Sunday, 3 July 2016

IoT needs unbreakable

ZDNet just published an article “The first big Internet of Things security breach is just around the corner”.

The IoT is projected to be worth in excess of 3 trillion dollars by 2020. Therefore, it should be obvious that it isn’t going away. Smart devices and chips will be everywhere. Yes, this is a security risk.

The challenge to the cyber security industry is to become “unbreakable”. 

Imagine the hundreds of thousands of hackers and unscrupulous employees who are spending ungodly numbers of hours and days trying to steal what doesn’t belong to them. Next imagine how many would continue to do so if they weren’t getting a piece of the $400,000,000,000 being stolen from you and me each and every year.

Unbreakable - the concept - is simple. 

Make it too costly and time intensive to “risk failing at the hack”! 
Risk money, time and potential criminal consequences, without getting “the prize” – who is going to do it? Ok, maybe the odd duck, but that is far better than the hundreds of thousands globally attempting to, and succeeding at stealing “our money”. Yes, it is our money, even if we don’t realize it. The big boys and girls aren’t going to lose 400 + billion a year without passing those losses onto the rest of us – not if they want to keep their jobs.

This is exactly why CORAcsi is unbreakable. Is it conceivable that someone might discover where all the CORA packages are stored throughout the Cloud, then breach each of the servers and networks involved, within a short window – say 5 minutes? 

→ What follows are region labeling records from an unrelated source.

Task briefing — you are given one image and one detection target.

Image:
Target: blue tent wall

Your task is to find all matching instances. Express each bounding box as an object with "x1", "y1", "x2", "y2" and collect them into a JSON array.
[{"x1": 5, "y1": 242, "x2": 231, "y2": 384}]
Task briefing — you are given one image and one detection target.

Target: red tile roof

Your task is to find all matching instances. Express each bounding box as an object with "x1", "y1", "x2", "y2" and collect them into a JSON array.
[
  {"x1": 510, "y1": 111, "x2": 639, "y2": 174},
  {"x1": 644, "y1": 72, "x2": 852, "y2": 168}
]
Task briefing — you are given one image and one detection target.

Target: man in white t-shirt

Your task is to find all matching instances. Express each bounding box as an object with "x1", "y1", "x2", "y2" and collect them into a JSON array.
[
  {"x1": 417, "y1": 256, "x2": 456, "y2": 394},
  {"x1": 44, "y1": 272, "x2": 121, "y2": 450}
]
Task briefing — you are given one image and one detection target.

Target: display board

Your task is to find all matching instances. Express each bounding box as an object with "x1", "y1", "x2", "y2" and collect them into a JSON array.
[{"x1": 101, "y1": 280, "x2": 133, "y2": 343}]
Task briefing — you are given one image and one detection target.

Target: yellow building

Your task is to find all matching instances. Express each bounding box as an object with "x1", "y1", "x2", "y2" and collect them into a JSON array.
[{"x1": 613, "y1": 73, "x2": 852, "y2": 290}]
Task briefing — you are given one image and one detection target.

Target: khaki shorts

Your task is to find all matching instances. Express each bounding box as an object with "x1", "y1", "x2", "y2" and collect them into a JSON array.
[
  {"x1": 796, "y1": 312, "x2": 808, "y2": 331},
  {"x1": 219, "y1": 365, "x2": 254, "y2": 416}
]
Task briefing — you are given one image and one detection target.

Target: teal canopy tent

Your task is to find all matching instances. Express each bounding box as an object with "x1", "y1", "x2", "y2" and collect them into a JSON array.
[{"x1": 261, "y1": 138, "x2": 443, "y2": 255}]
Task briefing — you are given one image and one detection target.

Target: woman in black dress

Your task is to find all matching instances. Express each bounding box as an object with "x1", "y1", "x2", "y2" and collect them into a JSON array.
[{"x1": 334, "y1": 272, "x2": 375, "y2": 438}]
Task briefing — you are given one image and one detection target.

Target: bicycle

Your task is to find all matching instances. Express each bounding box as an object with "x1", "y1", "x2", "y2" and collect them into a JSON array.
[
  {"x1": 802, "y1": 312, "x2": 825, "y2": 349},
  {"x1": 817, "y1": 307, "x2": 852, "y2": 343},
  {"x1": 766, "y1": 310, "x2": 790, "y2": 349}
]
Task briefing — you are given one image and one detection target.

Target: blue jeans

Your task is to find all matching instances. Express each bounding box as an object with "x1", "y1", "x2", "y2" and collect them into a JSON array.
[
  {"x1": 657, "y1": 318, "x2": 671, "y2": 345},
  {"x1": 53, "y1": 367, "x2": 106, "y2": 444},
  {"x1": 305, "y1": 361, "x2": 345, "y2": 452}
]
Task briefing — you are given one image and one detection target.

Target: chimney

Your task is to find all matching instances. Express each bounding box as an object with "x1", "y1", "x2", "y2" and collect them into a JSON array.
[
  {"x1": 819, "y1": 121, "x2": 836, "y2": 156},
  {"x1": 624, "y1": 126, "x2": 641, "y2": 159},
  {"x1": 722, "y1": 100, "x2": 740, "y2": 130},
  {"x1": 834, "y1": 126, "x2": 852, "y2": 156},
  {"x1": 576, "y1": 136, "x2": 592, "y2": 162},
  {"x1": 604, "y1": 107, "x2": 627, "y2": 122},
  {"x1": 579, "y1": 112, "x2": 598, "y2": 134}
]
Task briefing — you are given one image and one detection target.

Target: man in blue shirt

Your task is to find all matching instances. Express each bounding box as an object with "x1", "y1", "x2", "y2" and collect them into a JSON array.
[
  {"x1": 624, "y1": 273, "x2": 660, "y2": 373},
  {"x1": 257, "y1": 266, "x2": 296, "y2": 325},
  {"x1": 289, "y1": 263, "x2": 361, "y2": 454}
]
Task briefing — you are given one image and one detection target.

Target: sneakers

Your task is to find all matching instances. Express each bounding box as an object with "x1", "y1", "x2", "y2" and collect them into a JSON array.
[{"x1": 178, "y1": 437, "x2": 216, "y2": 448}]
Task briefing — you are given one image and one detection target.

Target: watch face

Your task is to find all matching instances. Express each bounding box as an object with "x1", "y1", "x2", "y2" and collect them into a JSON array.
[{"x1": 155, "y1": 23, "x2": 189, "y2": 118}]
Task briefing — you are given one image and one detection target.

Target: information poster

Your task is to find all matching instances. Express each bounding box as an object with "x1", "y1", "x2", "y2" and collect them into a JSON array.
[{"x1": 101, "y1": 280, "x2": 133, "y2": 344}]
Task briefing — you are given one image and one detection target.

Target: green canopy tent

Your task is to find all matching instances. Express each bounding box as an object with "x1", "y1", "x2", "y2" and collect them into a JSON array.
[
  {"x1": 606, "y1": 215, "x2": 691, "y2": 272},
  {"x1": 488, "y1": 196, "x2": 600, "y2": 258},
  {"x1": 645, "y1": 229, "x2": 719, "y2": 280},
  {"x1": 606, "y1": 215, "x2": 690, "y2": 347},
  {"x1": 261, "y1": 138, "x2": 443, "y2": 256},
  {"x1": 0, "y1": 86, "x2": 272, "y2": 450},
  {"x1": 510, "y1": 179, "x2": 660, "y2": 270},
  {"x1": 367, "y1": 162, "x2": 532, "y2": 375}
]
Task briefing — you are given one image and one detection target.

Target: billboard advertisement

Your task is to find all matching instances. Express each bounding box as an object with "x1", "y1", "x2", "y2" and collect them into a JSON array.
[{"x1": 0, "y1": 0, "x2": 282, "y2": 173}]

Perhaps it is conceivable – and if they did, CORA would be no better than encryption. This may be conceivable, however, it is totally improbable, and will reduce the numbers attempting to succeed significantly, as failures clutter their landscape. 
Unbreakable = too costly and time intensive to risk failing at - the hack.
Unbreakable = leaving a trail (such as an employee who has access to “the catalog”).
Unbreakable = too many networks and servers to violate before a single package has been deleted.
Unbreakable = too many unknowns to warrant the cost while risking the consequences.